Introduction

Robertsonian translocations (ROBs) are the most common recurrent chromosomal rearrangement observed in the general population. Translocations (13;14) and (14;21) are the most frequent, and all possible alternative non homologous recombinations are considered to be a rare event, including the (13;15) translocation (Gardner and Sutherland 1996). ROB is also one of the major chromosomal aberrations encountered in infertile men after numerical sex chromosome anomalies (Tuerlings et al. 1998). This structural rearrangement has variable impacts on spermatogenesis, including germ cell depletion by reduction of spermatocyte I survival potential (Guichaoua et al. 1990).

To date, sperm chromosome complements have been obtained in only one carrier of a (13;15) ROB after in vitro sperm penetration of golden hamster eggs (Pellestor 1990). Equal numbers of normal and balanced gametes have been obtained at a significantly higher rate compared with the number of unbalanced complements. However, to our knowledge, no data have been reported regarding the results of molecular cytogenetics analysis on spermatozoa from a t(13;15) translocation carrier.

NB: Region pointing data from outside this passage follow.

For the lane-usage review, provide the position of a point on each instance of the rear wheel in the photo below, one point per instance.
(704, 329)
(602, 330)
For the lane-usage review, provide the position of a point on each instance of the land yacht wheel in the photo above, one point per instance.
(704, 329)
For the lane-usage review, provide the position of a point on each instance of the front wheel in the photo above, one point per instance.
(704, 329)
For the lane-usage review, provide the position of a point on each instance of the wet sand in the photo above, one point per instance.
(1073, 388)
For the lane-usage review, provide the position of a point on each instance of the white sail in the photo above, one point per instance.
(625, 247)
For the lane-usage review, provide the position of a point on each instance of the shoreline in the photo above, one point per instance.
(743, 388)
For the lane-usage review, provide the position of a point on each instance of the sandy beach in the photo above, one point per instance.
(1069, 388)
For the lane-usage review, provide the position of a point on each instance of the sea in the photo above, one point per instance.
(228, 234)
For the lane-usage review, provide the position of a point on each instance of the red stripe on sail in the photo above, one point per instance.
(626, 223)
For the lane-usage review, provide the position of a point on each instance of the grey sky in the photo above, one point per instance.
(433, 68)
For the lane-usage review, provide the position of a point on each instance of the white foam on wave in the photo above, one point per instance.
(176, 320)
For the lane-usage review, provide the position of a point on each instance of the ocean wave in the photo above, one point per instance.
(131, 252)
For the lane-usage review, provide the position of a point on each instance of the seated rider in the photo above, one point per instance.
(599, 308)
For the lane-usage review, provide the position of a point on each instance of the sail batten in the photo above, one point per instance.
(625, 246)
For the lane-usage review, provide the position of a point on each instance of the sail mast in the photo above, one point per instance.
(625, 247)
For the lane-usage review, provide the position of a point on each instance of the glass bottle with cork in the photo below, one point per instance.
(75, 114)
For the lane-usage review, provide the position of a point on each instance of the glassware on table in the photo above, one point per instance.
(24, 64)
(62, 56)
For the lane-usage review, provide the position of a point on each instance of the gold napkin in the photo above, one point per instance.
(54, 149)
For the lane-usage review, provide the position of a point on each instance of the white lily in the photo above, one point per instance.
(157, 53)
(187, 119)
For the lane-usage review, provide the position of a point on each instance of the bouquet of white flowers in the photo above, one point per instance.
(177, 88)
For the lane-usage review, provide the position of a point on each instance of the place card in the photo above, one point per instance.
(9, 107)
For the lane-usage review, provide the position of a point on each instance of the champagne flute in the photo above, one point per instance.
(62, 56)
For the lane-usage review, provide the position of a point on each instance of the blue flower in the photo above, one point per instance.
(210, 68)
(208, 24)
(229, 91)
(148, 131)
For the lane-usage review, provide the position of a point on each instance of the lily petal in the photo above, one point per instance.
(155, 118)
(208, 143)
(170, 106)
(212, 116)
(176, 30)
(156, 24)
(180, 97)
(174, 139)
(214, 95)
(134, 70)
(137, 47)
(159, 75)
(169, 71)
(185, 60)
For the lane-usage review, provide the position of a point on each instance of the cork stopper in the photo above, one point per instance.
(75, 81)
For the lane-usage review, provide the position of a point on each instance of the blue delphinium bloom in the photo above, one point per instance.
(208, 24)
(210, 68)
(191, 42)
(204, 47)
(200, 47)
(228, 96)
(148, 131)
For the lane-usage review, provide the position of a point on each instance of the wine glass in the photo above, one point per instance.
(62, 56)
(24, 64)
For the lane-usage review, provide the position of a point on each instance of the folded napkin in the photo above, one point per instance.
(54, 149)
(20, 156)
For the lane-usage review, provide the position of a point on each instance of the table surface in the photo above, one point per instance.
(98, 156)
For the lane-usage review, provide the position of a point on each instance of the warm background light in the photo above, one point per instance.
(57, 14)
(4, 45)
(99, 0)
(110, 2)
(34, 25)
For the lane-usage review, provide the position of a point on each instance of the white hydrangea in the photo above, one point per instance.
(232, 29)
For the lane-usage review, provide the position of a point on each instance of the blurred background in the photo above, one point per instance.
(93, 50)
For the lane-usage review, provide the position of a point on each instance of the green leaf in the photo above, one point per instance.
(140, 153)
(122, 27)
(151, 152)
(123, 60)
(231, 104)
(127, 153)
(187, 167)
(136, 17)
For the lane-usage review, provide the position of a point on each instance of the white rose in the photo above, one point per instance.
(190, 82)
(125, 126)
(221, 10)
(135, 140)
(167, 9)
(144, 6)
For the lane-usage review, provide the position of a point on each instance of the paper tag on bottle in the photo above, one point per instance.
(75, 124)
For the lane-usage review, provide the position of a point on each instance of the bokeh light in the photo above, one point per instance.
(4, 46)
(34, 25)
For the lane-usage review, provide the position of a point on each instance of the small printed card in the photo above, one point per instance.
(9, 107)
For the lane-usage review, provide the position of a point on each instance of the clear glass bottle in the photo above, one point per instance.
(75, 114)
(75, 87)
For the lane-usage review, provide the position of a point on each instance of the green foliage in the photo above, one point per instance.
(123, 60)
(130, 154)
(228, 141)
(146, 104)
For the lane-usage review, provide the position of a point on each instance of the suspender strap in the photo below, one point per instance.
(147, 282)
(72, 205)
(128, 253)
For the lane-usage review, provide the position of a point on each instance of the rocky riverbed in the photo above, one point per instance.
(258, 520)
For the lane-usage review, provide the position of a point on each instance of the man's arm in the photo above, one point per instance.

The aim of our study was to evaluate spermatozoa meiotic segregation pattern from a carrier of a (13;15) translocation using dual-color fluorescent in situ hybridization (FISH) with whole-chromosome paint probes (WCP) in order to address the problem of specific genetic counseling.

Materials and methods

The (13;15) translocation carrier was a 38-year-old infertile male who presented with an oligoasthenozoospermia (sperm count: 10×106/ml, motility (a + b): 25%). However, his wife began a spontaneous pregnancy of a foetus with a normal 46,XY karyotype. Six fertile healthy men aged between 25 and 41 years with normal semen parameters and a normal chromosome constitution were included in the study as a control group. All subjects gave their informed consent to participate in this study.

Meiotic segregation analysis was assessed on ejaculated spermatozoa using a dual-color FISH with WCP labeled with biotin for chromosome 13 and with fluorescein isothiocyanate (FITC) for chromosome 15 (STAR*FISH, Cambio, Adgenix, France). Hybridization was performed as described by Rives et al. (1998). The slides were examined at ×1,000 magnification using an epifluorescence microscope (DMRB; LEICA, Germany) with a digital imaging system (Mac Probe Version 3.3; Perceptive Scientific International Ltd., Chester, UK).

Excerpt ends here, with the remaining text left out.